I've tried very naively to add the following snipped to runsc/boot/vfs.go:createDeviceFiles:
mode := os.FileMode(int(0777))
info.spec.Linux.Devices = append(info.spec.Linux.Devices, []specs.LinuxDevice{
{
Path: "/dev/nvidia0",
Type: "c",
Major: 195,
Minor: 0,
FileMode: &mode,
},
{
Path: "/dev/nvidia-modeset",
Type: "c",
Major: 195,
Minor: 254,
FileMode: &mode,
},
{
Path: "/dev/nvidia-uvm",
Type: "c",
Major: 245,
Minor: 0,
FileMode: &mode,
},
{
Path: "/dev/nvidia-uvm-tools",
Type: "c",
Major: 245,
Minor: 1,
FileMode: &mode,
},
}...)
in order to try to mount the devices during runtime, but seems like even this isn't enough
You probably also want /dev/nvidiactl. You basically want to call this. Usually that is only called for --nvproxy-docker. JUST FOR TESTING try adding a new flag --nvproxy-k8s and change the condition on line 1221 to be if info.conf.NVProxyDocker || info.conf.NVProxyK8s { ...

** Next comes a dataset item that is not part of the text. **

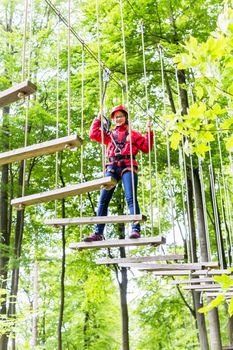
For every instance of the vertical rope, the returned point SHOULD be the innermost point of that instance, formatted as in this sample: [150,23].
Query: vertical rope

Also note that the minor number of /dev/nvidia-uvm is different inside the sandbox. So just copying from host won't work.

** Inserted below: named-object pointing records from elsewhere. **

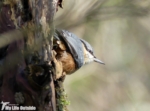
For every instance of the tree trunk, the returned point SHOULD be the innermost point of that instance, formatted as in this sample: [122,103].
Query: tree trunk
[26,71]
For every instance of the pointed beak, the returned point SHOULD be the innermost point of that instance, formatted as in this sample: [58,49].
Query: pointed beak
[99,61]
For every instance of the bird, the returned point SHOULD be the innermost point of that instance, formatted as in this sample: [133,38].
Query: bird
[71,53]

Yeah, from reading the code and looking at the logs seems like gVisor automatically assigns a minor number to the device. Unfortunately your suggestion still didn't work. I'll leave the logs for the container in case you (or anyone that comes across this issue) want to use it for debugging (note that I had already added a nvproxy-automount-dev flag for the same purpose you suggested using nvproxy-k8s)
runsc.tar.gz
Got it, thanks for working with me on this.
Just to set the expectations, adding support for k8s-device-plugin is currently not on our roadmap. We are focused on maturing GPU support in GKE first. OSS contributions for GPU support in additional environments is appreciated in the meantime!

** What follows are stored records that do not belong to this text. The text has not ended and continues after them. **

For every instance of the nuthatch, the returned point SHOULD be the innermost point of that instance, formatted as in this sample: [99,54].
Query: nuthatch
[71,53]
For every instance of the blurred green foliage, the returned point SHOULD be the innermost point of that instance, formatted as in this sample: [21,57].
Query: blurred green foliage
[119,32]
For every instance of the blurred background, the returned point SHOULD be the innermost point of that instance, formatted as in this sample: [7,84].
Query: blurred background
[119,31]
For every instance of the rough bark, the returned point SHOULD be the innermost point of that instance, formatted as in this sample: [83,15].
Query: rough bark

No worries! In the meantime, we don't have a strict requirement for having NVIDIA working with gVisor so we can get around it. I'd love to help bringing in this feature but it would still need to get more familiarized with gVisor, but I'll help in any way I can!
A friendly reminder that this issue had no activity for 120 days.
@PedroRibeiro95 Have you done any new researches on this? I was doing some researches on this and it looks like it should be working with following configurations:
k8s-device-plugin does have a config called DEVICE_LIST_STRATEGY, which does allow device list to be returned back as CDI. Once kubelet receive allocate response from device plugin, then it should populate CDI spec file, and start containerd ( assuming we are just using containerd ). Then the containerd will parse CDI devices and convert device to oci spec file and pass the spec to runs or runsc. Then runsc should just create linux devices here as @ayushr2 just described. (I am assuming in this case nvidia-runtime is not needed since we don't need prestart hook?)
I never tested anything, everything mentioned above is just pure guess from me, but let me know if my reasoning makes sense or not.
Hey @sfc-gh-hyu, thanks for the detailed instructions. I haven't revisited this in the meantime as other priorities came up, but I will be testing it again very soon. I will try to follow what you suggested and I will report back with more details.